The landscape is remote and desolate.  Rocky peaks as far as the eye can see.  This highway has only been open to westerners since 1989.  Before that, a few wary travelers visited from the western part of the province by way of Sringar on the rim of Kashmir.  The average mountain pass was around 3500 - 4700 meters, the highest pass at 5360 meters.  This was the highest elevation I had ever been to.  Nearly 17,000 feet.  Surprisingly we both felt fine.  After spending several weeks at altitude, I think we were prepared.
Gretchen in her usual travelers posture, me on the lookout. 

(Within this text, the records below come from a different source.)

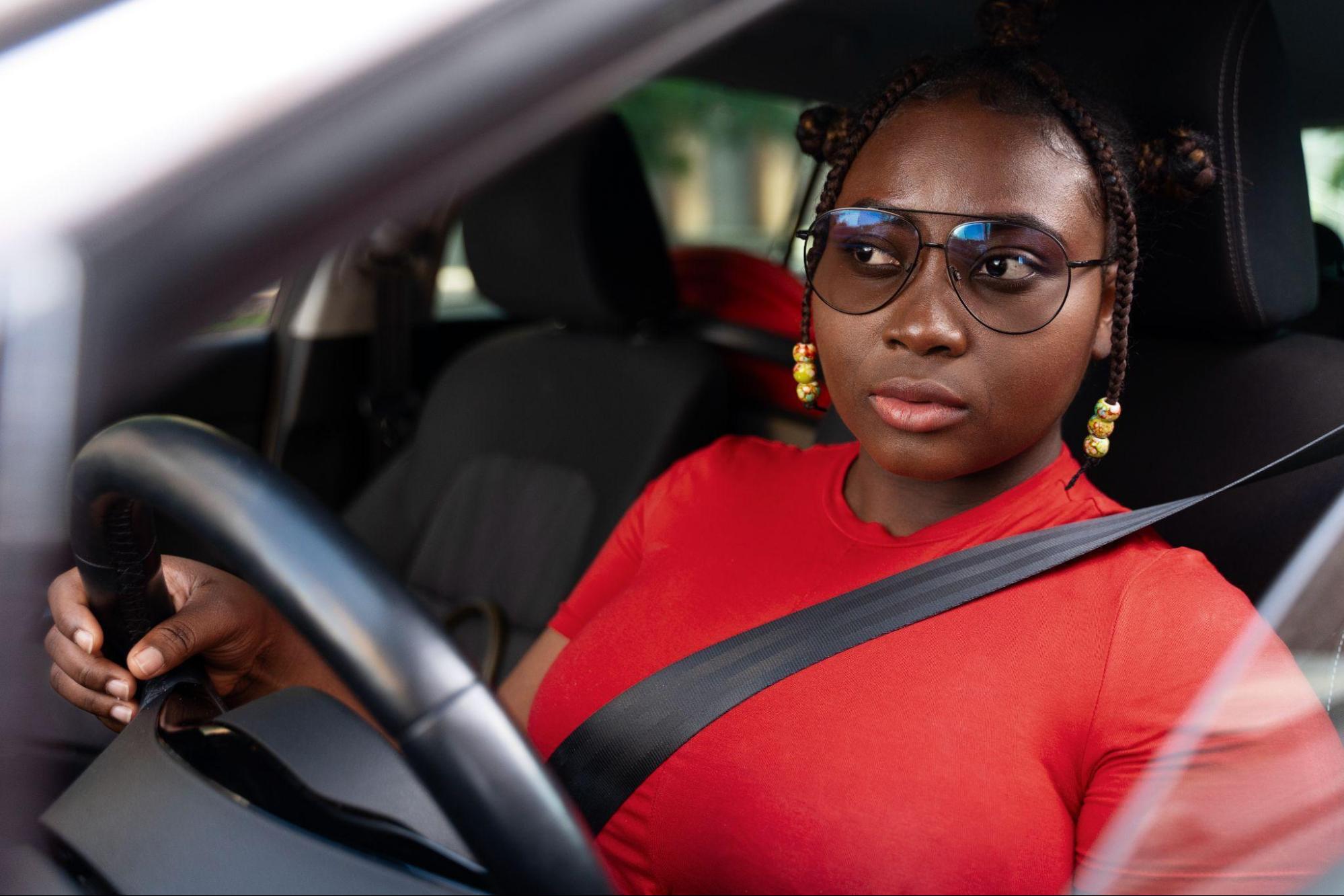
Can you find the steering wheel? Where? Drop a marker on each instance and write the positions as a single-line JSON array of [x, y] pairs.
[[456, 738]]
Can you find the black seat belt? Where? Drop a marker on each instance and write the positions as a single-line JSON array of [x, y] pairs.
[[608, 757]]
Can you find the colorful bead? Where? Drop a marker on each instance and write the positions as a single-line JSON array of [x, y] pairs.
[[1107, 410], [1096, 446], [1100, 427]]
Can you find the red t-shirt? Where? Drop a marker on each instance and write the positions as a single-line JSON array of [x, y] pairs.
[[978, 751]]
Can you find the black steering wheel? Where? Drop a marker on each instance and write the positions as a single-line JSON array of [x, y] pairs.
[[457, 739]]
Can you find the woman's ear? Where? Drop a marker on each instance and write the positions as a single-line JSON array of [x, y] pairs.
[[1101, 335]]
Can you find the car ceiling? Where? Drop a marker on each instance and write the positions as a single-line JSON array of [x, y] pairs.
[[840, 51]]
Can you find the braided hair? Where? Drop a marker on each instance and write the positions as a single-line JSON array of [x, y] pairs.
[[1009, 77]]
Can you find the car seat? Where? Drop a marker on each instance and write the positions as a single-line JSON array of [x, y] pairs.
[[748, 307], [532, 444]]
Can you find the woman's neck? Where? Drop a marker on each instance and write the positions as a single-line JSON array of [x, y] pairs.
[[906, 505]]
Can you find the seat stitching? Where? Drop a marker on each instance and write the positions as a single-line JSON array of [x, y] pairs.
[[1330, 695], [1226, 191], [1237, 148]]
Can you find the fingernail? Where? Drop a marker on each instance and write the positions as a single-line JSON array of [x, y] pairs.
[[149, 661]]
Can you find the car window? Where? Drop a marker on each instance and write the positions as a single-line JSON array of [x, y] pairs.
[[1323, 148], [251, 313], [1255, 739], [723, 164]]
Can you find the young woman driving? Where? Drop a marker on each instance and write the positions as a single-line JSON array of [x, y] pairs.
[[975, 251]]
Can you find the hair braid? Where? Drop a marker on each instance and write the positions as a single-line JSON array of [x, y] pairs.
[[1120, 210], [855, 133]]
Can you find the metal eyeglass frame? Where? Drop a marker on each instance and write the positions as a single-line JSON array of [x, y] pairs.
[[902, 214]]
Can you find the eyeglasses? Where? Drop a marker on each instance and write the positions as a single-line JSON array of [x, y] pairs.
[[1011, 277]]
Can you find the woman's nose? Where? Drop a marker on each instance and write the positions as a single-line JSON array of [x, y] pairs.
[[928, 317]]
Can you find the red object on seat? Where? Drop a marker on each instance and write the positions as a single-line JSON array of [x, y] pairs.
[[738, 288]]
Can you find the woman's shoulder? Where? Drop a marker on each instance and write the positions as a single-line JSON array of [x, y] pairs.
[[1174, 589]]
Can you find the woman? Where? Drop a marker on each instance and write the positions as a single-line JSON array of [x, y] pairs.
[[975, 250]]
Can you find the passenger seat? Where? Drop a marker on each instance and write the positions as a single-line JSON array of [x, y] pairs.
[[532, 444]]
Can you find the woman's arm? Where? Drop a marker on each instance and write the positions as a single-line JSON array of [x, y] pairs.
[[519, 688]]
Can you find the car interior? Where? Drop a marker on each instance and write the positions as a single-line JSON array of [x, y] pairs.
[[527, 421]]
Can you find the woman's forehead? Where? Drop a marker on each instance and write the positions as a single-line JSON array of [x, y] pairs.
[[955, 155]]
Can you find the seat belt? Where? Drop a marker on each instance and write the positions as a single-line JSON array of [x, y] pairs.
[[613, 751]]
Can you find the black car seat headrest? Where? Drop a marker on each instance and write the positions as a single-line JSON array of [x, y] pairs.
[[1238, 258], [571, 234]]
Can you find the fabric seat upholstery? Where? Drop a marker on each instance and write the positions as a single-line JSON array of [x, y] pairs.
[[534, 442]]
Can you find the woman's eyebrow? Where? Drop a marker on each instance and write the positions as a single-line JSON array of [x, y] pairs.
[[1015, 218]]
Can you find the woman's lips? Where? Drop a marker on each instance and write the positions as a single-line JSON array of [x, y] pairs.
[[917, 406]]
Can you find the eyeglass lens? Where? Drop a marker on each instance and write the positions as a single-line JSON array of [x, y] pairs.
[[1011, 277]]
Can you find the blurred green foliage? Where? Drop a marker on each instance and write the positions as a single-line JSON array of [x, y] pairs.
[[726, 116]]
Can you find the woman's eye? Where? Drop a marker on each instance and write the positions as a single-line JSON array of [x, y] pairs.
[[873, 257], [1007, 268]]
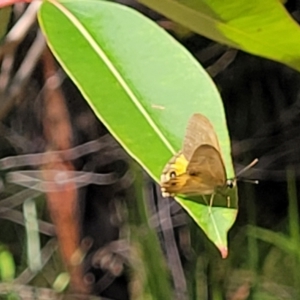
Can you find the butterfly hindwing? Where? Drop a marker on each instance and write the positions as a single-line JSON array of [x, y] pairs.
[[198, 169]]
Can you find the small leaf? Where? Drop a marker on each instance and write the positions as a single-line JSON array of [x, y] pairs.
[[262, 28]]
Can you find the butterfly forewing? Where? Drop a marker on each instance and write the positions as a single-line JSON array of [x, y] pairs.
[[198, 169], [199, 132], [207, 166]]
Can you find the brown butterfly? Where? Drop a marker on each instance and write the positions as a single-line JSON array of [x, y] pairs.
[[198, 169]]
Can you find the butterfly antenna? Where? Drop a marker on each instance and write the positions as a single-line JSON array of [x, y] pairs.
[[250, 181], [254, 162]]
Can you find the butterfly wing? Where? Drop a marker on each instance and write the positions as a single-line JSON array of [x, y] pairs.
[[206, 167], [199, 132], [198, 169]]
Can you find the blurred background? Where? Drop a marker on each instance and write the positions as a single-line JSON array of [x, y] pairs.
[[72, 222]]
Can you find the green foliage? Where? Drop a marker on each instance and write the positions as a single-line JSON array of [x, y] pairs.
[[142, 84], [262, 28]]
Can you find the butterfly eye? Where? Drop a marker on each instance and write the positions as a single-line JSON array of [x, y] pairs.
[[230, 183], [172, 174]]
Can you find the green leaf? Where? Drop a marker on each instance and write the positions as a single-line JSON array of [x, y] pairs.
[[259, 27], [141, 83]]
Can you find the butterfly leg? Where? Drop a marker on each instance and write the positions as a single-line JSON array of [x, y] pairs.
[[228, 201], [211, 200]]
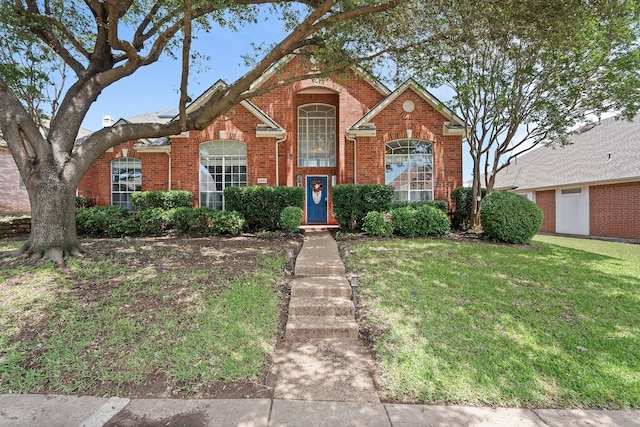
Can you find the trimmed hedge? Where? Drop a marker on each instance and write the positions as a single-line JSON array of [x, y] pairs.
[[83, 202], [462, 197], [510, 217], [115, 221], [97, 220], [438, 204], [290, 219], [423, 221], [161, 199], [206, 221], [261, 206], [377, 224], [352, 202]]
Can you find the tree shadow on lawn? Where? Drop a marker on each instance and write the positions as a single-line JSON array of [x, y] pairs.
[[115, 322], [538, 326]]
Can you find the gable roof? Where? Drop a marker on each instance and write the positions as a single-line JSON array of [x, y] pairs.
[[276, 67], [455, 126], [604, 153]]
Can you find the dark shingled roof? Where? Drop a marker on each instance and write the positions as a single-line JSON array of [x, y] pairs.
[[606, 152]]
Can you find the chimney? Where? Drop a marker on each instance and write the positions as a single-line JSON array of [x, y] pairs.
[[107, 121]]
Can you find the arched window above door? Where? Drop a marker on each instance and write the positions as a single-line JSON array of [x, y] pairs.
[[316, 135], [409, 169]]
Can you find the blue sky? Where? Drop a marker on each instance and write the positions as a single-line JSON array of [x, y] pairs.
[[156, 87]]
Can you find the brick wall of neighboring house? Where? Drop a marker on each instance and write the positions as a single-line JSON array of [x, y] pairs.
[[546, 200], [15, 198], [352, 97], [615, 210]]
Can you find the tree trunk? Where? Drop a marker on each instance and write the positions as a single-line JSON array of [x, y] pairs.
[[476, 195], [53, 221]]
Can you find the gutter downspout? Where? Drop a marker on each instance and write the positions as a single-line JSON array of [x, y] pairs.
[[355, 158], [169, 154], [284, 138]]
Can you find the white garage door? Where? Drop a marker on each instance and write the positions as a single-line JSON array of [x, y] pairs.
[[572, 210]]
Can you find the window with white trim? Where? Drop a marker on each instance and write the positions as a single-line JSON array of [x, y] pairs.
[[409, 169], [126, 178], [570, 191], [316, 135], [222, 164]]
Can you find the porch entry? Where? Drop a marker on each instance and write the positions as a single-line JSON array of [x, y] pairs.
[[317, 194]]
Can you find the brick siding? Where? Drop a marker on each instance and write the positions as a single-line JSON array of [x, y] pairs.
[[353, 97], [615, 210], [14, 199]]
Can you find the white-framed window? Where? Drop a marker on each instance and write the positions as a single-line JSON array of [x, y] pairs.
[[570, 191], [409, 169], [222, 164], [126, 178], [316, 135]]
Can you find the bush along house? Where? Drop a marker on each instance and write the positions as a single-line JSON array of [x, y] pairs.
[[312, 133]]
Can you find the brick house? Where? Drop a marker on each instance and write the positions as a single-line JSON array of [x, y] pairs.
[[13, 194], [312, 134], [590, 187]]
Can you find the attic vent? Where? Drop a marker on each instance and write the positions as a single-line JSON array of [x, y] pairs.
[[586, 128]]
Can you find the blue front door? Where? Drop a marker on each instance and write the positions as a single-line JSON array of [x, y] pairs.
[[317, 191]]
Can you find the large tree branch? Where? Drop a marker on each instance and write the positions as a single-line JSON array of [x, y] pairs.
[[33, 14]]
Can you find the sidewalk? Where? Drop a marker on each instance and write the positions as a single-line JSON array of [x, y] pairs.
[[296, 404], [67, 411]]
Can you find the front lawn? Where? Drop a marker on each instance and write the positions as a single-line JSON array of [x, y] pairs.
[[144, 317], [484, 324]]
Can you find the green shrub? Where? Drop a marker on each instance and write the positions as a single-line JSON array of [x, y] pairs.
[[431, 221], [290, 219], [377, 224], [510, 217], [83, 202], [438, 204], [161, 199], [352, 202], [347, 205], [261, 206], [404, 221], [462, 198], [426, 220], [206, 221], [96, 221], [226, 222]]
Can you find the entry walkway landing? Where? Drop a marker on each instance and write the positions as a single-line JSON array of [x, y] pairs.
[[322, 358]]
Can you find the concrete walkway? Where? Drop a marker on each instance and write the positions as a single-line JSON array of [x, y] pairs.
[[320, 381], [68, 411]]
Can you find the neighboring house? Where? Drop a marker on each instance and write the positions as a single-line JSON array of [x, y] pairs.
[[14, 198], [312, 134], [591, 187]]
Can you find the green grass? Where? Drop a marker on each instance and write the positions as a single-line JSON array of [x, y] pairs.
[[476, 323], [108, 323]]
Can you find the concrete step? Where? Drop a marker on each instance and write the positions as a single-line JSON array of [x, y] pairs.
[[324, 306], [323, 268], [328, 286], [310, 327]]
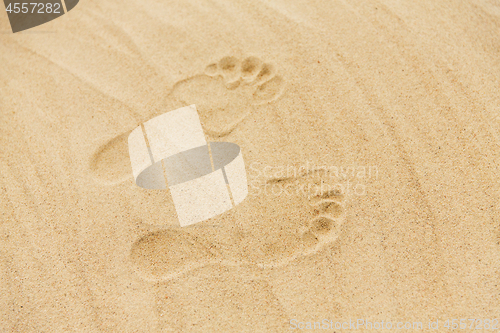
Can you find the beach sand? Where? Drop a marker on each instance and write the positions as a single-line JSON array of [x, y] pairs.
[[396, 102]]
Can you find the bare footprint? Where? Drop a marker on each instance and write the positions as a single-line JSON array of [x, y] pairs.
[[228, 91], [290, 218], [225, 94]]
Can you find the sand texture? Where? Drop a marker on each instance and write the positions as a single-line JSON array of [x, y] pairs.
[[396, 101]]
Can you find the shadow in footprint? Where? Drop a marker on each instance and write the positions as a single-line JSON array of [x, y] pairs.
[[225, 94], [269, 231]]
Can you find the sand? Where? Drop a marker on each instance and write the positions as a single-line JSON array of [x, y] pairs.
[[396, 102]]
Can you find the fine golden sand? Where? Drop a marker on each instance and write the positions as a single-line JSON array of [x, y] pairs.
[[396, 102]]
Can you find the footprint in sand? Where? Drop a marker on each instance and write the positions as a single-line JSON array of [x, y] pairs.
[[287, 219], [229, 91], [224, 95]]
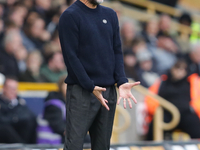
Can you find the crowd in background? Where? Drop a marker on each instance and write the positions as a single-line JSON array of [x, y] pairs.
[[30, 50]]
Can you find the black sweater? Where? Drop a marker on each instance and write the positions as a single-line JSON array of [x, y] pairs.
[[91, 46]]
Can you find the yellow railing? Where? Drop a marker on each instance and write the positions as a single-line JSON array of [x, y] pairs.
[[143, 17], [23, 86], [159, 125]]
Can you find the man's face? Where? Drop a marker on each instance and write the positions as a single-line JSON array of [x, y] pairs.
[[96, 2]]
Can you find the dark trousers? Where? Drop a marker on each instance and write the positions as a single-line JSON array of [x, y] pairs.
[[189, 123], [85, 113]]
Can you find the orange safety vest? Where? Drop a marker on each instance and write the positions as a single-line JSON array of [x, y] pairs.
[[152, 103]]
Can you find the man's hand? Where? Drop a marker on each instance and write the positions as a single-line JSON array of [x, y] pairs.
[[125, 93], [98, 93]]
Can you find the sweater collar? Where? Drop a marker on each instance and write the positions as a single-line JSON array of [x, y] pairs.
[[82, 5]]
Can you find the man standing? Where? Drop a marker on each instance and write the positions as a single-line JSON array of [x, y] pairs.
[[91, 46]]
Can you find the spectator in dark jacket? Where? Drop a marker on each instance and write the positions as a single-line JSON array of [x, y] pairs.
[[17, 122], [8, 62]]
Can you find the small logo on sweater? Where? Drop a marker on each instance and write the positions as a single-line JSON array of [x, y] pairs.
[[104, 21]]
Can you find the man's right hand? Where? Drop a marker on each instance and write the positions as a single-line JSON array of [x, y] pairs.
[[98, 93]]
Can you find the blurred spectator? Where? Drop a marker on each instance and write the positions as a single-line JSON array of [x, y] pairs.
[[150, 31], [128, 33], [35, 35], [2, 10], [8, 62], [33, 63], [43, 8], [8, 26], [21, 55], [165, 23], [179, 89], [138, 44], [49, 48], [193, 58], [165, 54], [185, 19], [130, 62], [17, 14], [27, 3], [145, 70], [17, 122], [54, 113], [69, 2], [184, 42], [171, 3], [54, 69]]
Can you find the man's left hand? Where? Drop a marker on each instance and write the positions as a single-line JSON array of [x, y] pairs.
[[125, 93]]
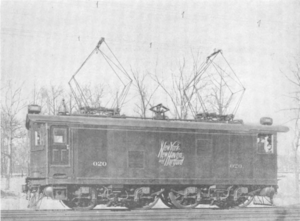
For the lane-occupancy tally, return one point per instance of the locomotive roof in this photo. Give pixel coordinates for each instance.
(93, 120)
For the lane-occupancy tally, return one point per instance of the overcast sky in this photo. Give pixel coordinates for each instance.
(45, 42)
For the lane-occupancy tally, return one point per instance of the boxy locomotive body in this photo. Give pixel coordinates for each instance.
(89, 160)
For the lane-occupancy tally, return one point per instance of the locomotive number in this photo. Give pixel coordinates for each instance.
(236, 166)
(99, 164)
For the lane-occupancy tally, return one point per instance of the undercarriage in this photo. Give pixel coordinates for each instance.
(86, 197)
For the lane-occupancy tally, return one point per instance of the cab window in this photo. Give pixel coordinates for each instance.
(265, 144)
(38, 137)
(59, 135)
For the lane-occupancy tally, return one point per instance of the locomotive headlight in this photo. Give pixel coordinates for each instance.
(34, 109)
(266, 121)
(48, 191)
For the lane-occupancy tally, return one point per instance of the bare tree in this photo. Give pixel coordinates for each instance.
(49, 98)
(182, 88)
(143, 91)
(12, 127)
(294, 78)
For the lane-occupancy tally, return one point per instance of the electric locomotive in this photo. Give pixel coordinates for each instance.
(85, 161)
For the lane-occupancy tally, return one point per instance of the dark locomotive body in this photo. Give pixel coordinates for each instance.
(86, 161)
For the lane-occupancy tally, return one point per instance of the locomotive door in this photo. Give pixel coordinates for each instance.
(59, 151)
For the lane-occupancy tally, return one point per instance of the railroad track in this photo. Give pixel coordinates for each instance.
(256, 214)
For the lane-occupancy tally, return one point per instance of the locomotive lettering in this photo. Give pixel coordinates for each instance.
(99, 164)
(170, 154)
(236, 166)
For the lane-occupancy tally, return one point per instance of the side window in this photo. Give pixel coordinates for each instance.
(59, 135)
(265, 144)
(38, 136)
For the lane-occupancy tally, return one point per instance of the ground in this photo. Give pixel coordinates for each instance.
(13, 199)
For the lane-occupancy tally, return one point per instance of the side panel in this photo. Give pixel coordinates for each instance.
(38, 147)
(265, 163)
(241, 157)
(60, 152)
(90, 147)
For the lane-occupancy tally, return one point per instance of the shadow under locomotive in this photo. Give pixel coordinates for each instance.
(87, 160)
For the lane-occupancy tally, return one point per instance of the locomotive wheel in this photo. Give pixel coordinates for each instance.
(181, 202)
(148, 204)
(164, 198)
(86, 203)
(244, 201)
(67, 203)
(144, 203)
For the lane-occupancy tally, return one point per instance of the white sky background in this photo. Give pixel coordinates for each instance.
(45, 42)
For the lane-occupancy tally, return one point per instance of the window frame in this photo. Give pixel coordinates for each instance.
(38, 129)
(65, 136)
(264, 152)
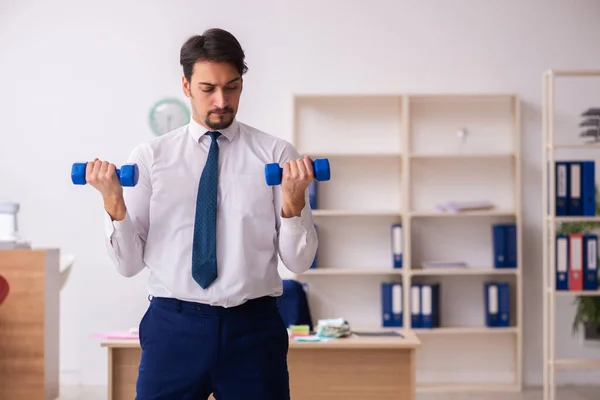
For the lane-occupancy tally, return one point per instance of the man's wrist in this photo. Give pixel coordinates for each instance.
(291, 209)
(115, 207)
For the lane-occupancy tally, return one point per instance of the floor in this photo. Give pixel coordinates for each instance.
(566, 393)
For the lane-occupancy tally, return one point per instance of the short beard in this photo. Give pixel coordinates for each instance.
(223, 124)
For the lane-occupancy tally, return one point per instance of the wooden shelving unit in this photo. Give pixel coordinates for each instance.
(393, 157)
(552, 144)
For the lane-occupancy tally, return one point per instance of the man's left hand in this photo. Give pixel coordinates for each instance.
(297, 176)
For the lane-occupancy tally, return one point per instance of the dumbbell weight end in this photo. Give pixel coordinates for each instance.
(273, 172)
(128, 174)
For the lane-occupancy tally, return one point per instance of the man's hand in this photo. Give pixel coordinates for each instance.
(297, 176)
(102, 176)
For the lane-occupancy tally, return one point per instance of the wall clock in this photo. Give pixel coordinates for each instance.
(168, 114)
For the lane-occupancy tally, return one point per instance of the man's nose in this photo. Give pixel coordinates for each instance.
(220, 99)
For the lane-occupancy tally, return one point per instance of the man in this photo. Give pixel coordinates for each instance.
(209, 229)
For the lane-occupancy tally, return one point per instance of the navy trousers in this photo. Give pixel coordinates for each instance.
(190, 350)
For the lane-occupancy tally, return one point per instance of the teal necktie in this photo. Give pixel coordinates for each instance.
(204, 247)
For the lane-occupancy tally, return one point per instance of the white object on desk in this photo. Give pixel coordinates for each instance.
(66, 264)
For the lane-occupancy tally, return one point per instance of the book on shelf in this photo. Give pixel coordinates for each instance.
(497, 304)
(576, 262)
(504, 243)
(425, 305)
(575, 188)
(391, 304)
(397, 245)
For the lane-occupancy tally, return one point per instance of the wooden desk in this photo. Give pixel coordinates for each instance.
(350, 368)
(29, 324)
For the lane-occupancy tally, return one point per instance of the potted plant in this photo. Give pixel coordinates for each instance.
(587, 314)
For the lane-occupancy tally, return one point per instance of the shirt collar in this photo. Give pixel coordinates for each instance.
(197, 131)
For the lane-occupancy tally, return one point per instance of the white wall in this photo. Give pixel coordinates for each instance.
(77, 80)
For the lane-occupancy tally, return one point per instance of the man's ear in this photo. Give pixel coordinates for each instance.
(186, 87)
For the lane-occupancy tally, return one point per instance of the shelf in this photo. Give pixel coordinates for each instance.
(475, 213)
(577, 363)
(466, 388)
(574, 146)
(355, 213)
(357, 155)
(395, 153)
(459, 156)
(463, 271)
(561, 119)
(466, 330)
(351, 271)
(574, 218)
(575, 293)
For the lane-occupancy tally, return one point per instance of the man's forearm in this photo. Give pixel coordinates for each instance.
(115, 207)
(291, 209)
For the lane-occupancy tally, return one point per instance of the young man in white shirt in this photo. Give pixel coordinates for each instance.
(209, 229)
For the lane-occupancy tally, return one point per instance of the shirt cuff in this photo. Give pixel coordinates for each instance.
(297, 224)
(111, 227)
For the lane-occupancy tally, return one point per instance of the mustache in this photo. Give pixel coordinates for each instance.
(221, 110)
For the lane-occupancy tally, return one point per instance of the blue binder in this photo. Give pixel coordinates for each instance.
(312, 194)
(430, 305)
(590, 261)
(562, 183)
(391, 304)
(575, 205)
(397, 245)
(562, 261)
(314, 263)
(415, 305)
(497, 304)
(504, 244)
(588, 188)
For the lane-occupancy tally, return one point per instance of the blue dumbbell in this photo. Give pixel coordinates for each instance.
(128, 174)
(273, 171)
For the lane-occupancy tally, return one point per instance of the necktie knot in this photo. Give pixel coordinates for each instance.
(213, 134)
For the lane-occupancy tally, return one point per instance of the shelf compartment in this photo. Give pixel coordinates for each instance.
(466, 388)
(328, 271)
(355, 213)
(577, 363)
(475, 213)
(370, 124)
(436, 181)
(380, 182)
(488, 120)
(463, 271)
(466, 330)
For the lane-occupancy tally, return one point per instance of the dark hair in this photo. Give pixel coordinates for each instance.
(215, 45)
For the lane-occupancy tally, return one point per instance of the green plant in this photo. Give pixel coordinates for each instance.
(587, 307)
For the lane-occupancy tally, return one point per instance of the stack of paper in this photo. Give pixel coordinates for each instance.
(333, 328)
(444, 264)
(456, 206)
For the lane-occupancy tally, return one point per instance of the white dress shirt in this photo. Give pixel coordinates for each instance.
(158, 229)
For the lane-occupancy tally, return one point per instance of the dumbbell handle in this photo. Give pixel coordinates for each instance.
(128, 174)
(321, 169)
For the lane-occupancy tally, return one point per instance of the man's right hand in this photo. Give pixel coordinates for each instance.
(102, 176)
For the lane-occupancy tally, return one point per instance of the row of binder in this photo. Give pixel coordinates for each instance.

We spent one night along the highway in a tent camp near the village of Keylong; a little less than halfway.  The scenery gave a lot of time to think.  We rarely passed other vehicles, except the occasional military convoy or road construction crew.  The landscape varied from narrow valleys, our road hanging over cliffs, to wide open vistas and epic mountain passes.  Our bus puttered up the passes at about 20-30 mph, then sped across wide open deserts.  Midway the second day we spent hours crossing a wide dusty valley.  It must have been as dry as a desert.  It probably was a desert.  I couldn’t imagine this place during the winter  The Earth was bone dry, the slightest breeze blew huge dust clouds across the valley.  The sand was fine and blew everywhere.  Closing the windows wasn’t enough, it was circulating through the bus ventilation system.  At times the road looked like a braided river, spreading out in multiple channels, our experienced bus driver carefully choosing the right way.  At times his conductor dismounted and checked the route.

There aren’t to many settlements along the highway.  Small populations of indigenous people have built summer shacks to serve soda pop and noodles to tourists.  Tanned by the sun, their faces always happy to see tourists arrive.  We gathered in round tents drinking milk tea, listening to stories from motorcyclists brave enough to travel this route.
It was hard to compare these mountains to anywhere else I have been.  At times, they reminded me of drier places in the southern rockies or mountains of New Mexico.  Except there were no trees and little snow left from the extreme sun.
We arrived in Leh well after dark.  Amidst a swarm of taxi’s at the bus stand we broke free and headed to our hotel.